Thailand denies hosting any secret CIA prisoner center

BANGKOK (Reuters) - Thailand has never allowed the United States to detain or torture terrorism suspects on its soil, a senior Thai official said on Thursday, contradicting reports that the Central Intelligence Agency (CIA) ran a secret prison in the country.

Paradorn Pattanathabutr, speaks to journalists as he arrives for a meeting ahead of talks with Thailand's National Revolutionary Front (BRN), at a hotel in Kuala Lumpur March 28, 2013. REUTERS/Bazuki Muhammad

A U.S. Senate report released on Tuesday revealed torture by the CIA at sites around the world and could have legal consequences for governments and officials involved.

“We have never allowed the U.S. to use our space for detention or torture and there have never been any requests to do so,” Paradorn Pattanathabutr, a former National Security Council chief who advises Prime Minister Prayuth Chan-ocha, told Reuters.

The redacted U.S. Senate report did not identify the countries where CIA agents carried out torture, which included sleep deprivation, mock executions and simulated drowning or “water boarding”.

The Thai government has repeatedly denied that the CIA operated a secret prison in Thailand, despite numerous international media reports over the past decade in which U.S. intelligence officials have identified the country as the host of a so-called black site.

“We confirm that there are no secret prisons,” Suwaphan Tanyuvardhanam, a minister in the Prime Minister’s Office, told reporters.

“There have never been cases of bringing in these sort of prisoners.

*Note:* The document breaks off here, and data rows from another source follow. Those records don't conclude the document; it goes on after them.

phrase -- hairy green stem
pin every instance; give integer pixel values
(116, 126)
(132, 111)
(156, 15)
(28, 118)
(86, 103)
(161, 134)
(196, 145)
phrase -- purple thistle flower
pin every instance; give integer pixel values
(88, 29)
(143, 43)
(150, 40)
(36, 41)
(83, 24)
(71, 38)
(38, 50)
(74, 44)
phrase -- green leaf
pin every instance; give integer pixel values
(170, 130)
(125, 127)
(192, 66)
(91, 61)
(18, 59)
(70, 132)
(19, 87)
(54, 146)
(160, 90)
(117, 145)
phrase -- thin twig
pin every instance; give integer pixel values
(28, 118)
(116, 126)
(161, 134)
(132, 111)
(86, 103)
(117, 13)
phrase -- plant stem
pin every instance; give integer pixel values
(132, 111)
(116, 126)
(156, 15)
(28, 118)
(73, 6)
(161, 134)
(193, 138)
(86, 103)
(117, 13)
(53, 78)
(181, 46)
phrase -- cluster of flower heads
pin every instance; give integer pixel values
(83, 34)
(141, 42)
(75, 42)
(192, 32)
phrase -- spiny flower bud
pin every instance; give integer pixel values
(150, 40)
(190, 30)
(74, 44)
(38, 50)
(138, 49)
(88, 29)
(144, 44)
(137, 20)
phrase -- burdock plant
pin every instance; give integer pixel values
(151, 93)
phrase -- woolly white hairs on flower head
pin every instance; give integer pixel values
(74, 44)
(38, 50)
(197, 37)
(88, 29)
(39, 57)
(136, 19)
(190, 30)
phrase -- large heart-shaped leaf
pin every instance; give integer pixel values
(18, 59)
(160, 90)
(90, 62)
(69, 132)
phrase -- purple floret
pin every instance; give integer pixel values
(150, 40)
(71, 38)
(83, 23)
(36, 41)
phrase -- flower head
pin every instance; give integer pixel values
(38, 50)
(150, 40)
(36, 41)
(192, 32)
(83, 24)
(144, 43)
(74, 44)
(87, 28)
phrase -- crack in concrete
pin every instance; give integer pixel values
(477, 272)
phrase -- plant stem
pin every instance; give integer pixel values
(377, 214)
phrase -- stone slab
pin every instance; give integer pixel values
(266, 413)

This is something that has been talked about for many years and we have never conducted any illegal activities with the U.S.,” said Suwaphan, a former chief of Thailand’s National Intelligence Agency.

The U.S. Senate report details the role of Thai authorities in capturing Indonesian militant leader Hambali in Ayutthaya, Thailand, in 2003.

Hambali was the head of the al Qaeda-linked Jemaah Islamiah militant group and is suspected of involvement in the Sept. 11, 2001, attacks on the United States and the bombing of a nightclub on the Indonesian island of Bali the following year in which more than 200 people were killed.

The capture of Hambali is often touted by the U.S. intelligence community as evidence that hard interrogation produces results, although the Senate report quotes the head of the Central Intelligence Agency as saying the agency “stumbled” upon Hambali.

Rather than CIA interrogation, the capture came through email monitoring, a tip off from a CIA source, and Thai investigative activities, the reports stated.